A coalition of children’s charities has called on the Government to adopt a fairness test to assess the social impact of budgeting decisions.

The test will look at who bears the burden of tax rises or spending cuts in order to protect the poorest in society.

The campaign incorporating Child Poverty Action Group, Oxfam, Save the Children, the Trades Union Congress, and the End Child Poverty Campaign among others, builds on discussions with ministers and their advisers that have been occurring since the election campaign. It calls for data to be "marshalled" from service providing departments through to the Treasury for "robust analysis" and for the process to be open to public scrutiny.

"Despite promises of fairness from the coalition government, they appear to have no process in place for delivering it," said Tim Nichols, spokesman for the Child Poverty Action Group which has been coordinating demands for the 'Fairness Test'.

"We need to know why people on low incomes are being clobbered with cuts to free school meals and the Future Jobs Fund while many higher up the income scale have barely felt a pinch. We need every measure to go through an inequality impact assessment so that fairness is hardwired into the government's decisions to tackle the deficit."

Nichols believes if the government does not undertake this activity the country will not meet the targets in the Child Poverty Act or its legal duty in the Equality Act, having overflowing implications for the economy:

"If the government fails to make progress on its goal to end child poverty by letting the axe fall on the poorest households, it will not only be a moral disgrace but an economic catastrophe too.

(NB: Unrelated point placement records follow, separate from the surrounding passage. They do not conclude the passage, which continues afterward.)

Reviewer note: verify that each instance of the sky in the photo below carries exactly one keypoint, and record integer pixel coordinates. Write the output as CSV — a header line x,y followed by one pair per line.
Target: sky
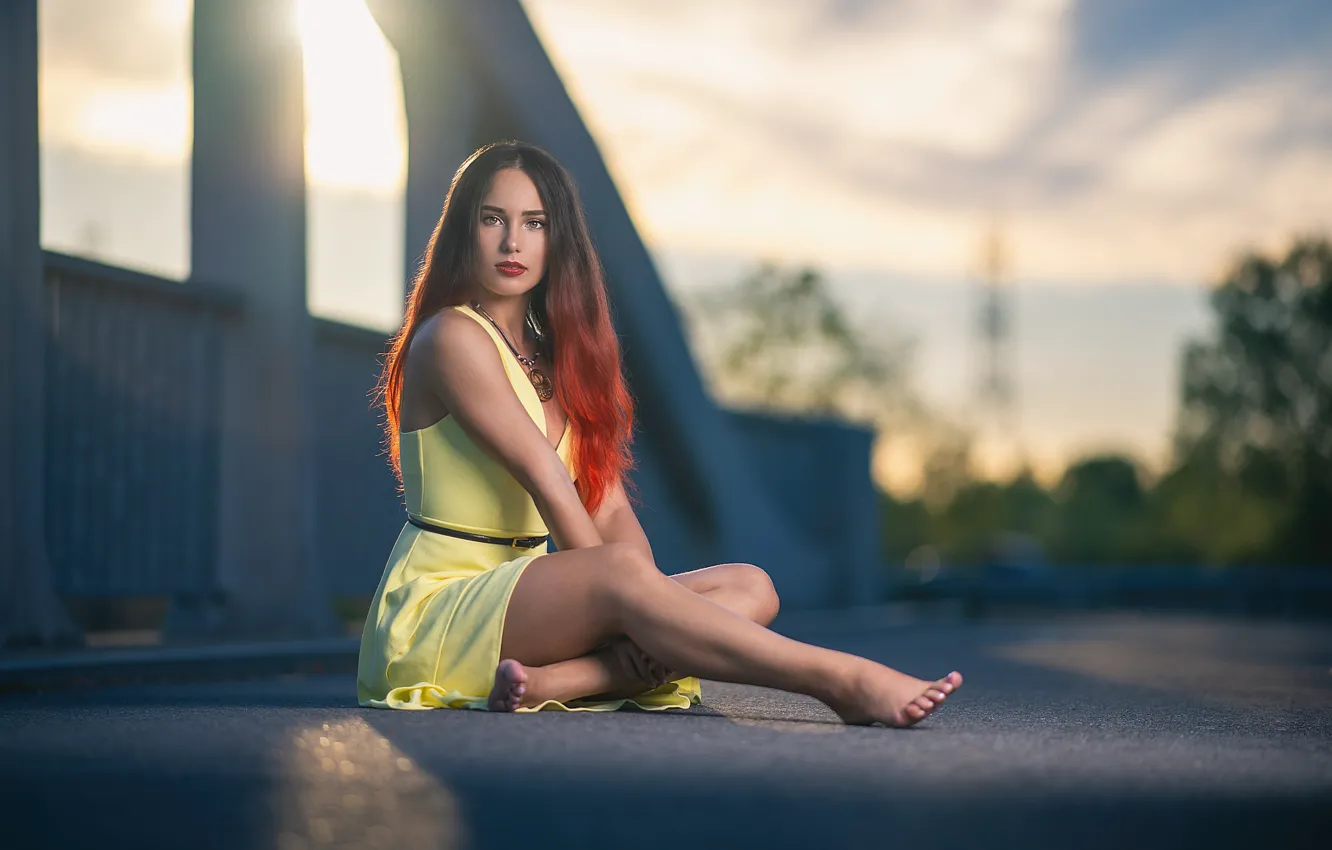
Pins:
x,y
1126,152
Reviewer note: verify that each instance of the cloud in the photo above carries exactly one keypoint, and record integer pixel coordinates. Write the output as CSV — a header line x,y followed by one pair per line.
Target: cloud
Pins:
x,y
1120,141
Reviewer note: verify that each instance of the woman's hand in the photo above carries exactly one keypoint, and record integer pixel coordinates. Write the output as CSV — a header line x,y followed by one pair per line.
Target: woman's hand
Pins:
x,y
640,665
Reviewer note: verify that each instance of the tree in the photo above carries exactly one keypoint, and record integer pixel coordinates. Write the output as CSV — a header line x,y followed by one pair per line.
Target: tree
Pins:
x,y
1102,505
1256,408
778,341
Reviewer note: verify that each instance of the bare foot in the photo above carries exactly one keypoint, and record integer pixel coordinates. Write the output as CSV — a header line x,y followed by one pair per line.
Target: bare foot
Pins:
x,y
510,686
885,696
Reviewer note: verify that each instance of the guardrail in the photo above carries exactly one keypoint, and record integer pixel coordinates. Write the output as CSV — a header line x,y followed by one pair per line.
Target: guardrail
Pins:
x,y
1275,590
133,368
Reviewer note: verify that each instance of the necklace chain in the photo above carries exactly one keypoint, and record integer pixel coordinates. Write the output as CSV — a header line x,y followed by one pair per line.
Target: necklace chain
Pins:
x,y
545,391
526,361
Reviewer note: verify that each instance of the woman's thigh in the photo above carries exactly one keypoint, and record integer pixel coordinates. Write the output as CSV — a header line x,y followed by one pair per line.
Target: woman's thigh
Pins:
x,y
565,602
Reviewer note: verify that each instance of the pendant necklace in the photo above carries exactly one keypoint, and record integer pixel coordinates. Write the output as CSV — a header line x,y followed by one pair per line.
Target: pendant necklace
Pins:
x,y
545,389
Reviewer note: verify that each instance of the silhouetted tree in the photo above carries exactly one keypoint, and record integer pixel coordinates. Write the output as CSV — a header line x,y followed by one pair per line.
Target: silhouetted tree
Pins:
x,y
1100,504
1255,430
778,341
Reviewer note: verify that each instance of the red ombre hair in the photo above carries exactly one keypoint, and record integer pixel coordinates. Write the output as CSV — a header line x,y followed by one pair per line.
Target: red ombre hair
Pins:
x,y
570,304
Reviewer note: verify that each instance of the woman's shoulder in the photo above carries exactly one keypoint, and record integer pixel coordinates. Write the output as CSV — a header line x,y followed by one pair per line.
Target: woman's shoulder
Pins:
x,y
452,336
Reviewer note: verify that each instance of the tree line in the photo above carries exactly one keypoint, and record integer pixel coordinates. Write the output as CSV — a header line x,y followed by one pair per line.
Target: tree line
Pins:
x,y
1250,480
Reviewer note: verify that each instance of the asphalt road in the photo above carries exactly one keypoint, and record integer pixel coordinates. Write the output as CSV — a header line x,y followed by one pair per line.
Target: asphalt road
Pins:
x,y
1110,732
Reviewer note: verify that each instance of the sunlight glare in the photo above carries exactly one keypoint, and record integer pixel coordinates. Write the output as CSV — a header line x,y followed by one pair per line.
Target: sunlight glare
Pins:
x,y
354,127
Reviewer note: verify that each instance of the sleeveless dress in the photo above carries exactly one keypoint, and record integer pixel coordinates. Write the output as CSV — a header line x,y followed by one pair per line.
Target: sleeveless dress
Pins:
x,y
432,634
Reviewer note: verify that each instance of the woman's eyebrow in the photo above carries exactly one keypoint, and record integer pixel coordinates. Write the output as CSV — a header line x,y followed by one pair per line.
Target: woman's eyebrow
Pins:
x,y
526,212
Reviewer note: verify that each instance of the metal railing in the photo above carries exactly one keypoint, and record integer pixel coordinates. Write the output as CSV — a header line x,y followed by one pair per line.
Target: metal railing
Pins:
x,y
133,368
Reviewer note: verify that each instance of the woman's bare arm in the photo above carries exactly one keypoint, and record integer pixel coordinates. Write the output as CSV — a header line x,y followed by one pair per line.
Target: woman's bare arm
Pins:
x,y
469,379
617,521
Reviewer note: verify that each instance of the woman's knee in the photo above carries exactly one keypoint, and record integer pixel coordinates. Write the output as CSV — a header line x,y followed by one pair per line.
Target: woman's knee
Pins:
x,y
761,590
626,569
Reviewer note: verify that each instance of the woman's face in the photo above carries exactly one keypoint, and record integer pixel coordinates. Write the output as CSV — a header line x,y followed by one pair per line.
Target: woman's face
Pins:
x,y
512,235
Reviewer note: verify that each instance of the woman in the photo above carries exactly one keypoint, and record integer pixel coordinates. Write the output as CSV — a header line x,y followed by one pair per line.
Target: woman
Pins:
x,y
508,419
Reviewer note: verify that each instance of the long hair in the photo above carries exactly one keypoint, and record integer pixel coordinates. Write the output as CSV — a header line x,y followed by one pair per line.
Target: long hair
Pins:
x,y
570,303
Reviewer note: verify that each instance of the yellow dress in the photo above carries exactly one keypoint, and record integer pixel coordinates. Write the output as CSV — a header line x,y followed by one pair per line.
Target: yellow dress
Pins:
x,y
433,630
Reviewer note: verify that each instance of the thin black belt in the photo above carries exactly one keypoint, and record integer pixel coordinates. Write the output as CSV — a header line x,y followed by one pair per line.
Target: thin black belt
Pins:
x,y
517,542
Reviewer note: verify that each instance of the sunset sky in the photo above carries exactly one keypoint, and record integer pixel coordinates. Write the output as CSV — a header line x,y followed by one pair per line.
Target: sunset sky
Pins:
x,y
1127,151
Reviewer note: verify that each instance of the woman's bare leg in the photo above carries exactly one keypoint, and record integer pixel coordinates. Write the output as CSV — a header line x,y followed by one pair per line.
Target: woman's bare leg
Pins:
x,y
570,602
741,588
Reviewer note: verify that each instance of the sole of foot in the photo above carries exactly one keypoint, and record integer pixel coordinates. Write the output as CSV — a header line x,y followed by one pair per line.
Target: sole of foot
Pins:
x,y
893,698
510,685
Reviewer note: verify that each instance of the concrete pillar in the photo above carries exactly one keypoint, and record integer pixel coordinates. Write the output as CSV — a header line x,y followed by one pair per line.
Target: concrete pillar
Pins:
x,y
29,610
248,235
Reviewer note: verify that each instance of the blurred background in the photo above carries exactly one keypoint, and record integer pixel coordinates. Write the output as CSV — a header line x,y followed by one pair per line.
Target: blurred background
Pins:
x,y
1066,261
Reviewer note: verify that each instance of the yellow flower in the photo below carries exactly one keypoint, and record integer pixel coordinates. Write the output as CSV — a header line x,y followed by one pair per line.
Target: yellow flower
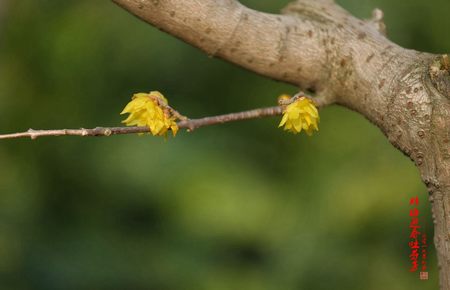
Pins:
x,y
301,114
149,110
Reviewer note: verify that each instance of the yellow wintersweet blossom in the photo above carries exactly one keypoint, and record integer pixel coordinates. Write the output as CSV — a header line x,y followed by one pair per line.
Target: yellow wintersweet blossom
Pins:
x,y
301,114
151,110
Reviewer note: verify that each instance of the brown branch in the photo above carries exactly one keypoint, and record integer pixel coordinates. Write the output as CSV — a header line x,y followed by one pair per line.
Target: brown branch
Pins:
x,y
317,45
189,124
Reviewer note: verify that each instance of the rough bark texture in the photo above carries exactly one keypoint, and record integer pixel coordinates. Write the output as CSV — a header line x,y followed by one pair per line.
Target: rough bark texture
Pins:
x,y
317,45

"Research by the Joseph Rowntree Foundation has found that problems associated with child poverty cost the economy £25bn a year. We will derail the recovery if we fail to understand that family security and economic security go hand in hand."

Fairness test examples

Increasing VAT: Fail

Increasing VAT fails the Test because it hurts all families, regardless of income level. The richest tenth of families spend just 7 per cent of their disposable income on VAT; the poorest tenth spend 13.7 per cent. Increasing VAT hits poorest families twice as hard, especially disabled people who need to pay for equipment and bills subject to VAT.

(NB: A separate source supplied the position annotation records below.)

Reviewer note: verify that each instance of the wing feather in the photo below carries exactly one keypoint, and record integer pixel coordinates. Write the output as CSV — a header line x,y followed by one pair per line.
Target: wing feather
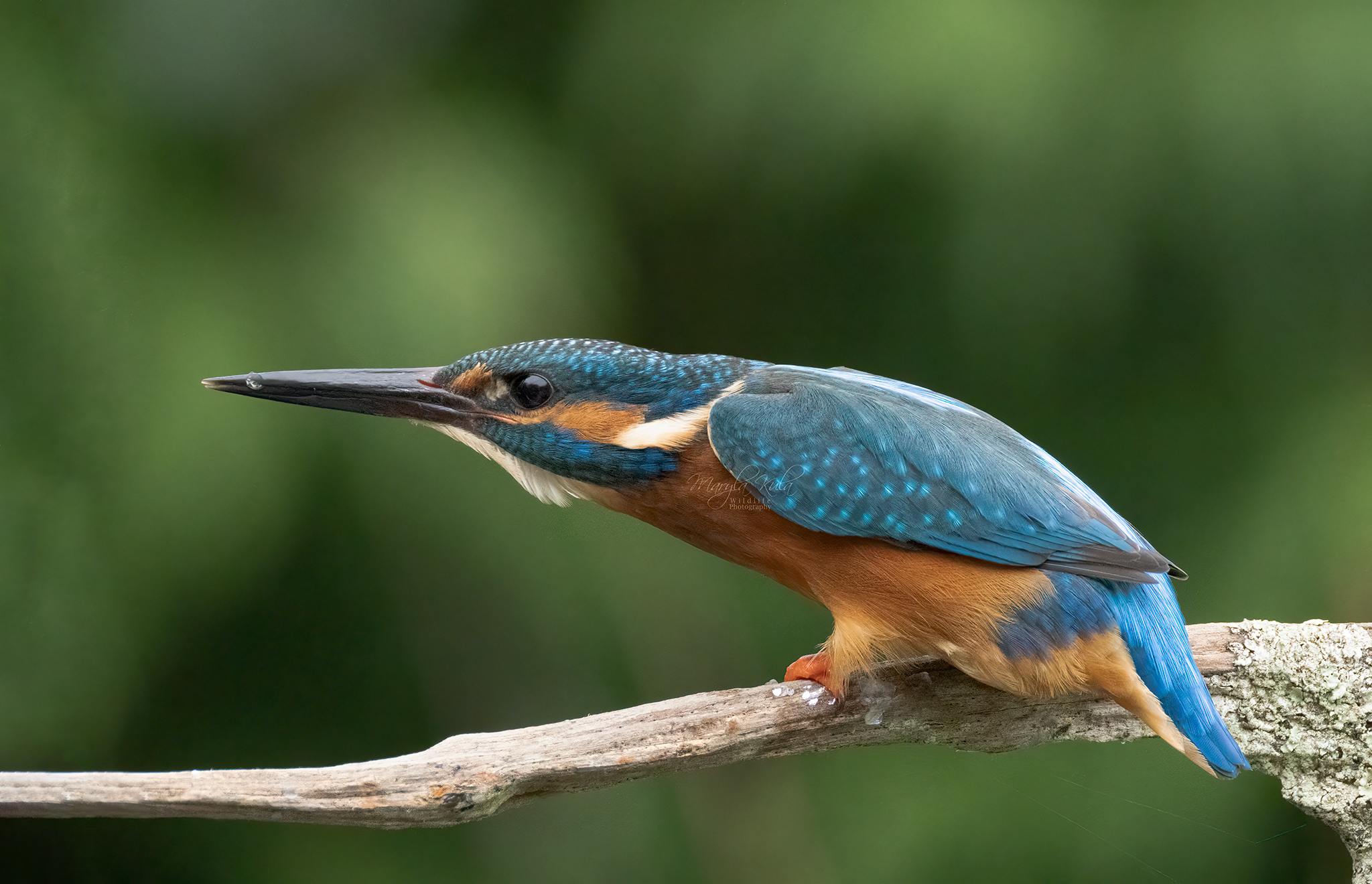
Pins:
x,y
855,454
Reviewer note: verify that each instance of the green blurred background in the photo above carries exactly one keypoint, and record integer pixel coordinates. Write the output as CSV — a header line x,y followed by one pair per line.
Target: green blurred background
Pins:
x,y
1138,232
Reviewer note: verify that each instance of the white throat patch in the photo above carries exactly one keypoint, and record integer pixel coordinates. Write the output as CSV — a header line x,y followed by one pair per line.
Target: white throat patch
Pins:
x,y
547,487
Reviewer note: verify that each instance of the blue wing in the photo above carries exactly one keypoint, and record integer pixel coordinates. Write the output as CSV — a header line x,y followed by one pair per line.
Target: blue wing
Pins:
x,y
855,454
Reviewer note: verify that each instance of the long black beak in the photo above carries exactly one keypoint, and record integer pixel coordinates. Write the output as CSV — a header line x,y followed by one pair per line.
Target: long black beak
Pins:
x,y
386,392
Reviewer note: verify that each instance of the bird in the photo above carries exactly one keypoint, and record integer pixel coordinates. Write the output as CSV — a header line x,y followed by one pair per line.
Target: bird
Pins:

Capital Gains Tax rise: Pass

A rise in capital gains tax, to bring it back in line with income tax, would impact most on those with more money to spare, so would pass the test. Currently under 250,000 people pay CGT every year and only one in six households own shares. Uprating CGT would also stop the wealthy using it as a means of avoiding paying their fair share of tax.

Cutting free school meals: Fail

The cancellation by the new government of a promised extension of free school meals - to primary school children with working parents on low incomes – fails the fairness test. The free meals would have improved children’s health, welfare and capacity to learn. They would have helped make work pay for many parents by allowing them to keep the benefit when taking up work, and would have provided much needed extra weekly income for hundreds of thousands of families. Some 50,000 children will now stay below the poverty line.

Income tax rises: Pass

Income tax is direct and progressive, particularly if the rise is targeted at those higher up the income scale. It offers much greater scope than most taxes for raising revenue in ways that reduce inequality. The government should explicitly recognise income tax as one of the fairest options for raising significant additional revenue.